Stefan Turek

What is he best known for?

The fields of study he is best known for:

• Mathematical analysis
• Thermodynamics
• Geometry

His primary areas of investigation include Finite element method, Incompressible flow, Applied mathematics, Computational science and Navier–Stokes equations. His research integrates issues of Multigrid method, Boundary value problem, Capillary action and Slug flow in his study of Finite element method. Stefan Turek has included themes like Direct numerical simulation, Mechanics and Classical mechanics in his Multigrid method study.

His work carried out in the field of Incompressible flow brings together such families of science as Theoretical computer science and Algebra. His Applied mathematics study combines topics in areas such as Geometry, Mathematical optimization, Discretization, Turbulence modeling and Neumann boundary condition. His Navier–Stokes equations research focuses on Mathematical analysis and how it relates to Jacobian matrix and determinant and Nonlinear system.

His most cited work include:

• Simple nonconforming quadrilateral Stokes element (497 citations)
• ARTIFICIAL BOUNDARIES AND FLUX AND PRESSURE CONDITIONS FOR THE INCOMPRESSIBLE NAVIER–STOKES EQUATIONS (429 citations)
• Benchmark Computations of Laminar Flow Around a Cylinder (407 citations)

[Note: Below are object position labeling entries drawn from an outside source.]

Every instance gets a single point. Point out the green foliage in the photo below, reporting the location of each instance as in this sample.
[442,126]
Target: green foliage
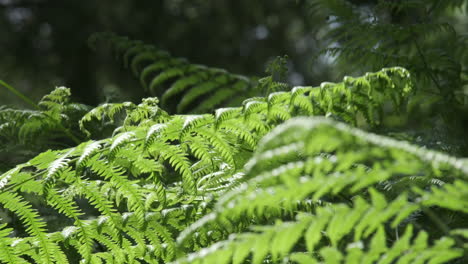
[29,132]
[240,184]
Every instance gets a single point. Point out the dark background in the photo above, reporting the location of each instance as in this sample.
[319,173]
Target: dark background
[43,42]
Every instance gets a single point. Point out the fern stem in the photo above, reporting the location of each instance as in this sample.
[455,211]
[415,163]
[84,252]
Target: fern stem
[30,102]
[19,94]
[426,66]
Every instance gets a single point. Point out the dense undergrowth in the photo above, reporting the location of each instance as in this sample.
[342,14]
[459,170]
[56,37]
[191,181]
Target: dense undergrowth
[209,170]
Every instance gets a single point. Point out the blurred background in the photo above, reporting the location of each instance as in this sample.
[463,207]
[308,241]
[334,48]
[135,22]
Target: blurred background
[43,44]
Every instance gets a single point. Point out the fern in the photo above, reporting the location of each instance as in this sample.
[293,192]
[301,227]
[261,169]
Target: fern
[29,132]
[321,161]
[180,85]
[252,182]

What are the main themes of his work throughout his whole career to date?

His scientific interests lie mostly in Finite element method, Multigrid method, Applied mathematics, Discretization and Mathematical analysis. His biological study spans a wide range of topics, including Computational science, Nonlinear system, Navier–Stokes equations, Mechanics and Solver. His Multigrid method research includes themes of Grid, Incompressible flow, Numerical analysis and Classical mechanics.

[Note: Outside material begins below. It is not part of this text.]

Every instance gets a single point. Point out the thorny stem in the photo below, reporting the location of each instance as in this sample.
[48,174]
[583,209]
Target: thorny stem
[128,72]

His research on Applied mathematics also deals with topics like

• Mathematical optimization that intertwine with fields like Lattice Boltzmann methods,
• Compressibility together with Computation. His Discretization research is multidisciplinary, incorporating elements of Laminar flow, Flux limiter, Fluid–structure interaction, Geometry and Newton's method. Stefan Turek combines subjects such as Quadrilateral, Polygon mesh, Galerkin method and Newtonian fluid with his study of Mathematical analysis.

He most often published in these fields:

• Finite element method (53.15%)
• Multigrid method (29.73%)
• Applied mathematics (28.38%)

What were the highlights of his more recent work (between 2015-2021)?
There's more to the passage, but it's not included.